Yazar: 17:22 Genel, Öykü

Kem Gözlü

Ah baba bütün bunları başlatan sensin.

Unuttum, yaşanılanları aştım sanmıştım. Adı üstünde geçmiş ya hani, geçti sandım. O kadar da tembih ettim kendimi trende gelirken. “Hatırlama, hatırlatma” diye. Fakat içimde kopanları tutamıyorum. Bir oturup konuşsaydık. Bir şeyler değişir miydi? Gerçi kabul etmezdin hatanı. “Naptım ki şimdi?” derdin.

Keşke konuşmak için fırsatımız olsaydı. Eteğimizdeki taşları dökerdik. Sen bana kızardın, bağırır, çağırırdın. Ben de içimdekileri söyler rahatlardım. Kafamı önüme eğip susmazdım. Büyüdüm eski ben değilim. Hatırlar mısın? Beni niye sevmiyorsun diye sorardım sana, cümlelerin hâlâ kulaklarımda “İnsan evladını hiç sevmez mi? Severim. Ama kız kısmına çok yüz verilmez.”

Verseydin be baba.

Başkalarına güler yüzünü eksik etmez bize somurturdun. Annemle bana eziyet eder dururdun. Evde abilerim el üstünde ben ise ayak paspası. Getir Eda, götür Eda. Başkalarının yanında baş tacı Eda. Çok yüzün vardı be baba birini bari verseydin.

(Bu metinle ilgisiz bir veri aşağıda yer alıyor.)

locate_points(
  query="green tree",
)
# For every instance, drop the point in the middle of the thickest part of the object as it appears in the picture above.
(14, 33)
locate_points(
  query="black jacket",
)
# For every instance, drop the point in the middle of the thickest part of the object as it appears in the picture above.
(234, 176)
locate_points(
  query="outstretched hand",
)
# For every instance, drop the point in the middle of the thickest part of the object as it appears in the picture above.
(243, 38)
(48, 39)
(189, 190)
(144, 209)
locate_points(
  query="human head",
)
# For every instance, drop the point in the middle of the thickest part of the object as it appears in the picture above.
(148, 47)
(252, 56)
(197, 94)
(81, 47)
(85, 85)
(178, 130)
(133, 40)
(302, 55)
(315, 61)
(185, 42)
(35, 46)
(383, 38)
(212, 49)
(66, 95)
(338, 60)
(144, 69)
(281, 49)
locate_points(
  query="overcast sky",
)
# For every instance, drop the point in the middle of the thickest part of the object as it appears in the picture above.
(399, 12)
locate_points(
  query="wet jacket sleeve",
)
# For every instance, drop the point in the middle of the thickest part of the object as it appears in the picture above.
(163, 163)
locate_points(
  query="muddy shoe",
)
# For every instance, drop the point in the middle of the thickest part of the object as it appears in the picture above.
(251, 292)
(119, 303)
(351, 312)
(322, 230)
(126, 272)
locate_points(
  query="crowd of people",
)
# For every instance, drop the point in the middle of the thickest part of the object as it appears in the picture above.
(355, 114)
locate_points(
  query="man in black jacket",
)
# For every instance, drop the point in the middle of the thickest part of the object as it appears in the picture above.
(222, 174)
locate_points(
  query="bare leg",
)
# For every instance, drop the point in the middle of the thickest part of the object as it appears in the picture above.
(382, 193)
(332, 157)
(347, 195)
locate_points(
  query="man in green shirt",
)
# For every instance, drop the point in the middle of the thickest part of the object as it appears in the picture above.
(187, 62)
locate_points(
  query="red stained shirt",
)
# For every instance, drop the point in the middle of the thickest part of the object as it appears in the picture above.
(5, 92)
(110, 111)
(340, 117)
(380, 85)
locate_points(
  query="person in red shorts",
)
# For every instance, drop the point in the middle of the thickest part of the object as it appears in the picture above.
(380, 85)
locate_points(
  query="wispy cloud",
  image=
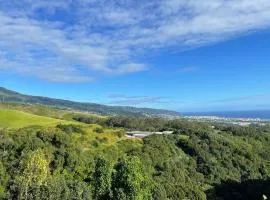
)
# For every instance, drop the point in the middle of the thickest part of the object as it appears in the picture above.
(243, 98)
(187, 69)
(91, 38)
(125, 100)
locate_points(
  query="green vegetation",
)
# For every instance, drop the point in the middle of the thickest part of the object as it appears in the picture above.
(63, 159)
(15, 97)
(18, 119)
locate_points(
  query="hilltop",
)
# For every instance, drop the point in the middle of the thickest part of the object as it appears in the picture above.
(15, 97)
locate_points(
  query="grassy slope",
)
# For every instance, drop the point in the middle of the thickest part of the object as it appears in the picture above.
(18, 119)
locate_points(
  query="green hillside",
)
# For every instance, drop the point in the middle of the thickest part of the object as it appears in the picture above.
(15, 97)
(18, 119)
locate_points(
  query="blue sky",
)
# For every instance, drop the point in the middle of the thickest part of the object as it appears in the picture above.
(174, 54)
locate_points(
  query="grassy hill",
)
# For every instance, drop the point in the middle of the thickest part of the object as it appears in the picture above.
(11, 96)
(18, 119)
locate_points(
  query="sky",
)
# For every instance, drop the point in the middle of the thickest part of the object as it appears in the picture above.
(184, 55)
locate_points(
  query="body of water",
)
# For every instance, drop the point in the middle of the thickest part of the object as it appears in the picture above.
(262, 114)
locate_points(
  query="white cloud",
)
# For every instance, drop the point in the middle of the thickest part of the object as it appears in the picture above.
(82, 39)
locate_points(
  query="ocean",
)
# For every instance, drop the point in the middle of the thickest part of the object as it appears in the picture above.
(262, 114)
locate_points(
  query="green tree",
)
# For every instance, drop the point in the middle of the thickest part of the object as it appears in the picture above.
(35, 173)
(103, 179)
(130, 182)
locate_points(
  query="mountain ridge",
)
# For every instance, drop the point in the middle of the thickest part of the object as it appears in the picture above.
(11, 96)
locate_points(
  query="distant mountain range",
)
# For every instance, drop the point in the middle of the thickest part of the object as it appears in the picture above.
(10, 96)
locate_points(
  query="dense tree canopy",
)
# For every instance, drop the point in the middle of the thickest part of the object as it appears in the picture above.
(198, 161)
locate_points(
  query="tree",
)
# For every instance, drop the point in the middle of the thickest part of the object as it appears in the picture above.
(129, 180)
(103, 179)
(35, 173)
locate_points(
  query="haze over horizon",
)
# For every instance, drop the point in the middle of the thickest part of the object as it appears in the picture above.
(173, 54)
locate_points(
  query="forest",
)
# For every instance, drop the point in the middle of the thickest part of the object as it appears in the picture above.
(89, 157)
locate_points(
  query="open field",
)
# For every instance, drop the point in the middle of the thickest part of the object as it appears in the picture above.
(18, 119)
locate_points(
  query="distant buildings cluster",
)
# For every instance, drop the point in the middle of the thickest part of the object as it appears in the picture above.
(142, 134)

Fettan bakışlı teyzeme benzediğimi söylerken ablalarına ve çok sevgili annene, benim kapının ardında olduğumu hissetmez miydin? Aramızda sevgisizlik vardı gelemedim yanına, aşamadım senin sevgisiz kalbinin duvarlarını.

Erkek adamın erkek çocuğu olurmuş ya bu muydu sebep? Halbuki erkek çocuğun da vardı. Şanını yürütecek, koltuklarını kabartacak. Tüm güzel, güçlü genlerini oğullarına aktarmışsın. Benim payıma da kızın olmak kalmış.

Senin sevgisizliğinin himayesinde yaşayan kem gözlü kızım ben. Evet doğru kem gözlüydüm. Abilerime aldığın oyuncakları kıskanır hepsi parçalansın isterdim, ya da kaybolsun. Hatırlar mısın bilmem bir gün Mahmut abime aldığın kırmızı renkli Ferrari kaybolmuştu. Ne dayak yemiştim ama… Dayak yiye yiye bana edilen hakaretleri unutacağımı sanmıştım. Çocuk aklı.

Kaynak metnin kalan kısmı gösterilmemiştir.